The 2 a.m. problem

Every on-call engineer has had this moment: pager goes off, you open Splunk, you stare at a wall of graphs, and the first 15–20 minutes evaporate into the same question:

“Wait — what does normal even look like for this service?”

You’d think tools would solve this by now. They don’t, because they solve adjacent problems:

  • Anomaly detection trains on a sliding window of recent history. If your service has been quietly degrading for a week, “recent” is already drifted; the model thinks today’s badness is normal.
  • LLM chatbots answer “is this weird?” once, then forget. The next compare starts from zero.
  • Static dashboards show you the numbers but don’t say what’s different. You’re still the one doing the diff in your head.
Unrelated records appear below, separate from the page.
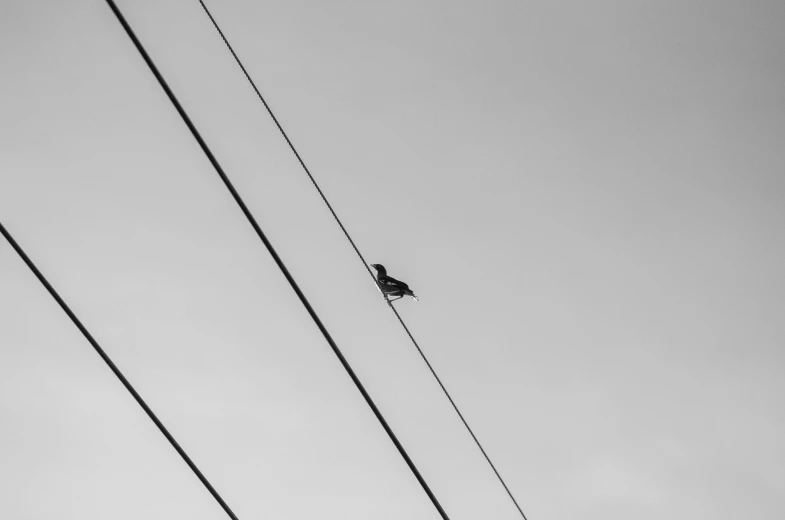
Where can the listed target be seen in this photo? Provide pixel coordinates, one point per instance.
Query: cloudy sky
(586, 196)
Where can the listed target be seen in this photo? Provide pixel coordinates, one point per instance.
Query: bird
(390, 286)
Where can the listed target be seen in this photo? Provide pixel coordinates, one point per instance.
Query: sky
(587, 197)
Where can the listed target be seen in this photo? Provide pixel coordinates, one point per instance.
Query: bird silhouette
(390, 286)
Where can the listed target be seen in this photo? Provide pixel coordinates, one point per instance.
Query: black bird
(390, 286)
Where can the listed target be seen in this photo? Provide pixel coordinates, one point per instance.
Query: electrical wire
(89, 337)
(359, 254)
(295, 287)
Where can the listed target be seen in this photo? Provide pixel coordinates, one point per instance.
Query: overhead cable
(295, 287)
(89, 337)
(357, 250)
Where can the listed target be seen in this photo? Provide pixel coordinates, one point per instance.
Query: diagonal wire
(116, 370)
(284, 270)
(357, 250)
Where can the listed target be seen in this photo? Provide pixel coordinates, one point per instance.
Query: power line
(219, 170)
(116, 370)
(357, 250)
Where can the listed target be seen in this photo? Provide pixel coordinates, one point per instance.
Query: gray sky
(586, 196)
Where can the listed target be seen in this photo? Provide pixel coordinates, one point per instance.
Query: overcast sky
(587, 197)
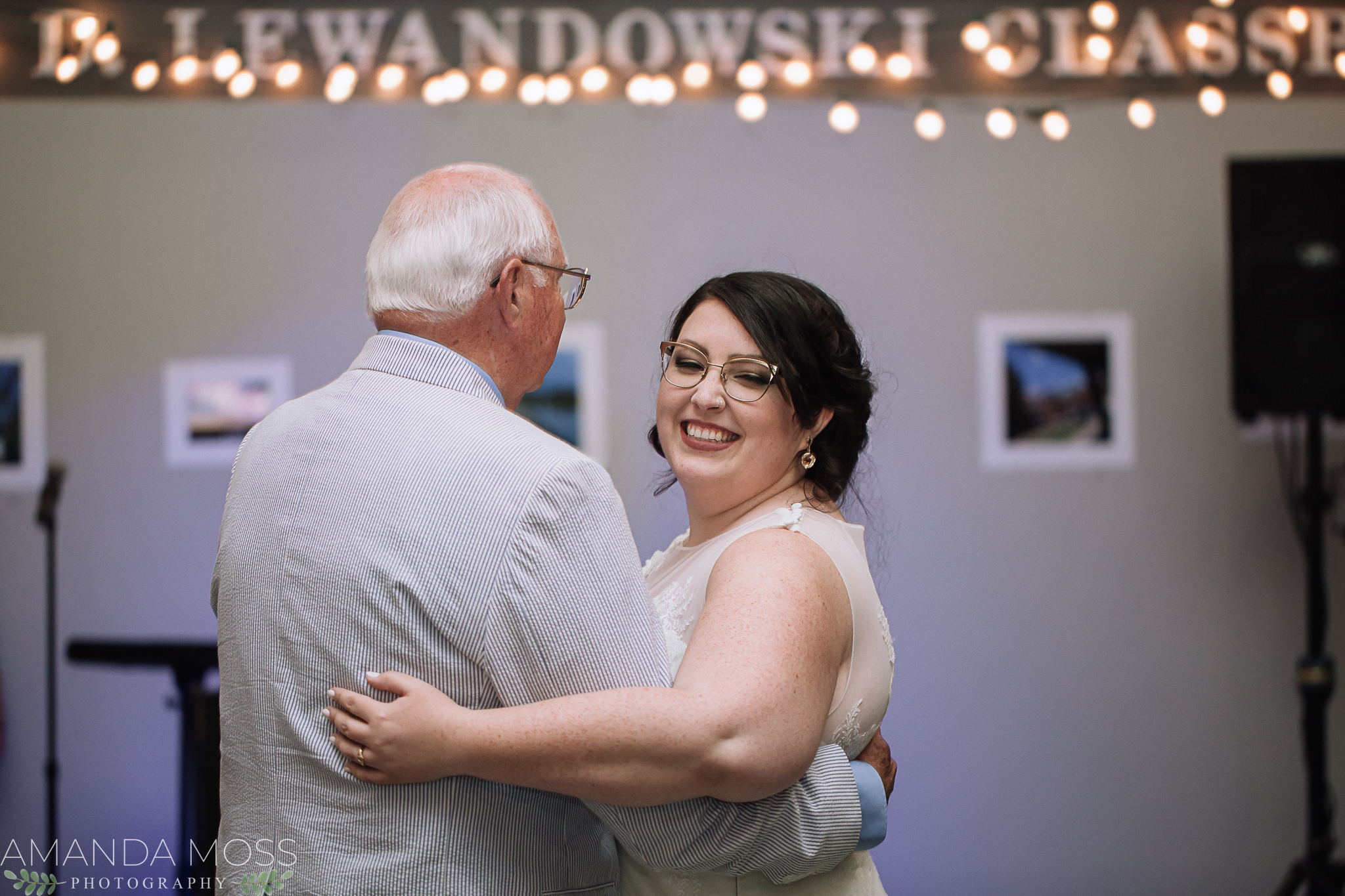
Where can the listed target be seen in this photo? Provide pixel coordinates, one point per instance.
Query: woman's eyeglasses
(745, 379)
(572, 289)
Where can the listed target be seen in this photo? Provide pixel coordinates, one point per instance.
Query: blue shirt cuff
(873, 805)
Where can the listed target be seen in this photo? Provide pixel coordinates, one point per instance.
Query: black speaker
(1287, 221)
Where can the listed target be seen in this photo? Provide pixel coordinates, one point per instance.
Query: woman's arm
(741, 721)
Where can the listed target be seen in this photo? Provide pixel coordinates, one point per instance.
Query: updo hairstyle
(805, 332)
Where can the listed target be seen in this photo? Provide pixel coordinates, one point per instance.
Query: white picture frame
(572, 403)
(211, 402)
(1056, 391)
(23, 413)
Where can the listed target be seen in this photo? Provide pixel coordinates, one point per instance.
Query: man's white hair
(447, 234)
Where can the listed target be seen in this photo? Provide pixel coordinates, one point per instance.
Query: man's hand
(879, 756)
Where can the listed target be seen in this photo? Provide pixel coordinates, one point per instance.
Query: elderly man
(401, 517)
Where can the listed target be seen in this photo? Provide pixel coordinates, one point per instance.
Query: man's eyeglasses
(745, 379)
(572, 289)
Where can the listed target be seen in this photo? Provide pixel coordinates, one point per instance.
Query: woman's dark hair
(802, 330)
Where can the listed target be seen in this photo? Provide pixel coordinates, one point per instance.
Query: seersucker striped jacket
(400, 517)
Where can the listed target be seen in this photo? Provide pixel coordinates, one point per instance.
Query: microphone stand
(47, 521)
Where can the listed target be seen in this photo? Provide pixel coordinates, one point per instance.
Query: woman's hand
(417, 736)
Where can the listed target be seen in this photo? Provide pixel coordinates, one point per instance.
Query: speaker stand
(1315, 874)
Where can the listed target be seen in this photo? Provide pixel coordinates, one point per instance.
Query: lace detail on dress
(789, 517)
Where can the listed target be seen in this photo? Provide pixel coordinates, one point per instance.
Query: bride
(775, 634)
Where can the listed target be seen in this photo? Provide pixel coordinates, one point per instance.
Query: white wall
(1094, 670)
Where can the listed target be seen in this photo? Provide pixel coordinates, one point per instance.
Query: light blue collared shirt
(467, 360)
(873, 798)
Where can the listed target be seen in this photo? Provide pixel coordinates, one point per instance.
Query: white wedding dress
(677, 580)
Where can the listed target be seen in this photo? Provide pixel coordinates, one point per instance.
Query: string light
(1211, 101)
(695, 74)
(1141, 113)
(1055, 125)
(662, 91)
(797, 73)
(751, 75)
(341, 82)
(1103, 15)
(390, 77)
(844, 117)
(242, 83)
(1001, 124)
(1000, 58)
(930, 124)
(85, 28)
(639, 89)
(146, 75)
(531, 91)
(68, 69)
(1098, 47)
(861, 58)
(595, 78)
(185, 69)
(106, 49)
(975, 37)
(900, 66)
(1279, 85)
(493, 79)
(288, 73)
(751, 106)
(558, 89)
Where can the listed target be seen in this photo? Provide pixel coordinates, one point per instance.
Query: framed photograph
(1056, 391)
(211, 403)
(572, 403)
(23, 414)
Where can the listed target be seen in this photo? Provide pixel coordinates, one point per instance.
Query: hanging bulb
(1141, 113)
(1055, 125)
(695, 74)
(108, 47)
(85, 27)
(185, 69)
(861, 58)
(390, 77)
(751, 75)
(975, 37)
(558, 89)
(930, 124)
(797, 73)
(751, 106)
(1001, 124)
(146, 75)
(844, 117)
(899, 66)
(242, 83)
(595, 78)
(1212, 101)
(1279, 85)
(1103, 15)
(341, 82)
(1000, 58)
(531, 91)
(1098, 47)
(288, 73)
(639, 89)
(68, 69)
(662, 91)
(227, 65)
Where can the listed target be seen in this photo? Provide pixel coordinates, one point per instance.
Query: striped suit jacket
(401, 517)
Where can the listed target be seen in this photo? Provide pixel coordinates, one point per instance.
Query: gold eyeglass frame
(666, 355)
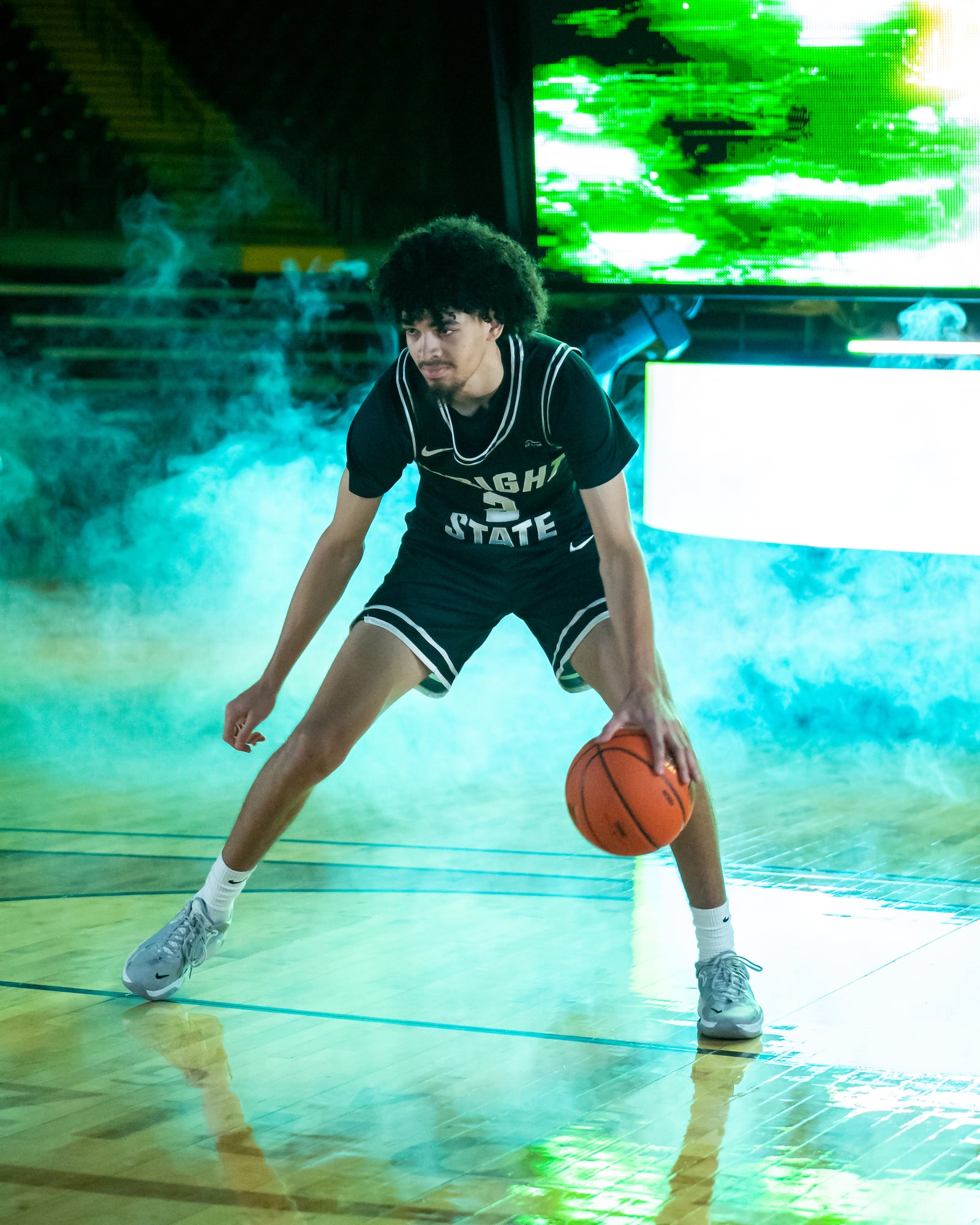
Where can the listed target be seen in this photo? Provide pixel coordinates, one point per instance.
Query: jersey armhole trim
(405, 394)
(548, 386)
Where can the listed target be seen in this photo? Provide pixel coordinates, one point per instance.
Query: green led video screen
(760, 143)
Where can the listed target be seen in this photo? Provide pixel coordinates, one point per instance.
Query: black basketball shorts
(443, 601)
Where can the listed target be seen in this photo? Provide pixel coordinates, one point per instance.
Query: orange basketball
(619, 803)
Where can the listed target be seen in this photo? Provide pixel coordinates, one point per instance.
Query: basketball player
(522, 508)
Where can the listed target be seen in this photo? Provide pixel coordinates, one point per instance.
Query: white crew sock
(714, 932)
(224, 886)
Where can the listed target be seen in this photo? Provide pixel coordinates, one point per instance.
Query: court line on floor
(325, 863)
(313, 842)
(731, 867)
(222, 1197)
(400, 1022)
(453, 894)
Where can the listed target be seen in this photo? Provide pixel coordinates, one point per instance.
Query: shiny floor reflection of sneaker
(727, 1008)
(190, 1041)
(160, 967)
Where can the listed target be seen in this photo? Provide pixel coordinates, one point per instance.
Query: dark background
(384, 112)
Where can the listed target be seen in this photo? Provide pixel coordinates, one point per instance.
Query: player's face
(449, 353)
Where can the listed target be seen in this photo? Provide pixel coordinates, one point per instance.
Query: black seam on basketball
(623, 801)
(582, 799)
(663, 778)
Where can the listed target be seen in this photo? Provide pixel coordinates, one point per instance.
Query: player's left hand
(654, 711)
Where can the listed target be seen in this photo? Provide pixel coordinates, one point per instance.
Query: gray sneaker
(727, 1008)
(161, 965)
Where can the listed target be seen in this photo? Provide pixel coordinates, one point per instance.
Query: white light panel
(815, 455)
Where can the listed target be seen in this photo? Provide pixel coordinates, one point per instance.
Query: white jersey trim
(510, 411)
(559, 663)
(405, 394)
(548, 386)
(416, 651)
(584, 634)
(418, 629)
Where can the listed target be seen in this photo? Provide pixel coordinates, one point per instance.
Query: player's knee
(314, 753)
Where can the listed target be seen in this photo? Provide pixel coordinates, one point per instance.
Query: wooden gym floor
(438, 1004)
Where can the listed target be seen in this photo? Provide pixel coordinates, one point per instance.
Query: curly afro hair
(466, 265)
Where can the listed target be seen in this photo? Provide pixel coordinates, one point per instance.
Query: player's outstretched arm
(649, 704)
(335, 559)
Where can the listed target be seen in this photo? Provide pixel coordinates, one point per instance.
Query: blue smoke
(176, 570)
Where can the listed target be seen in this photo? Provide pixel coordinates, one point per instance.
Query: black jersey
(509, 475)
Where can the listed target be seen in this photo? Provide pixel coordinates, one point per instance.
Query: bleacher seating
(304, 84)
(59, 167)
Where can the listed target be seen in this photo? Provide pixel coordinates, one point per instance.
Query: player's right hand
(243, 716)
Anchor’s bet is that what an SRE actually wants is closer to git diff than to kibana --auto-detect. Pick a reference state, compare a window against it, and get a narrative about the delta — not just the delta itself.

The three memories

For that narrative to get better over time, the agent has to remember three things. Each lives in a separate Splunk KV Store collection:

Memory Collection What it does
What “healthy” looked like anchors A human-curated baseline. Survives raw-log retention. Diff against this, not against yesterday.
Which signals actually matter signal_weights Re-ranks diffs by accumulated feedback. Confirmed signals weigh more; false positives weigh less.
What we did about it last time drift_history Every past compare, with engineer-confirmed reasons attached. Recall the most similar one on every new compare.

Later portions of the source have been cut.